The UK housing market is still on hold, pending election results, with the November 2019 RICS Residential Market Survey continuing to show a cautious approach from buyers and sellers. Demand from prospective buyers, new instructions to sell, and sales, all remain in negative territory, as the latest set of results indicates that persistent economic and political uncertainty is deterring both buyers and vendors, and anecdotal commentary cites the General Election and Brexit as stifling activity.
New buyer enquiries, slipped for the third month in a row in November as 9% more respondents saw a decline in enquiries (rather than a rise). This was seen both at a headline level and across all UK regions. Newly Agreed Sales also saw a fall at the headline level, although at a slower pace with the latest reading moving to -8% from -18%. New instructions to sell also continued to dip at the national level and, in light of this, average stock levels on estate agents’ books remain close to record lows at approximately 41 properties per branch.

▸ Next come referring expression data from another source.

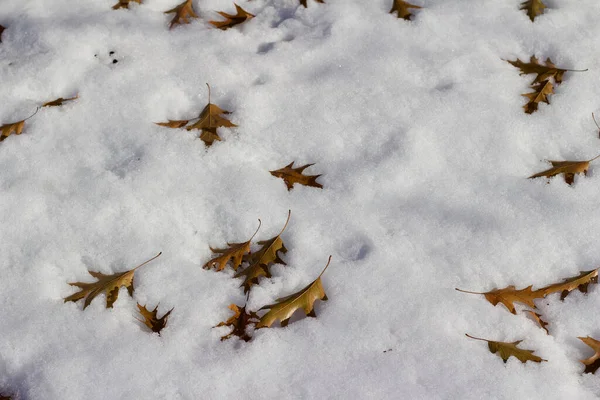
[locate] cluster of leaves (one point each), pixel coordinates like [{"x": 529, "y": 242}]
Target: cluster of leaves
[
  {"x": 17, "y": 127},
  {"x": 542, "y": 85},
  {"x": 251, "y": 266},
  {"x": 110, "y": 286},
  {"x": 509, "y": 296}
]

Simon Rubinsohn, RICS chief economist, said: “Confidence is critical to a well-functioning housing market and whatever happens in the general election, it is important that the new government provides reassurance both over the stewardship of the economy and the ongoing challenges around Brexit. Despite the inevitable near term concerns, the feedback regarding the medium term view of the market remains surprisingly sanguine with the twelve month sales expectations indicator at its best level since the early part of 2017.”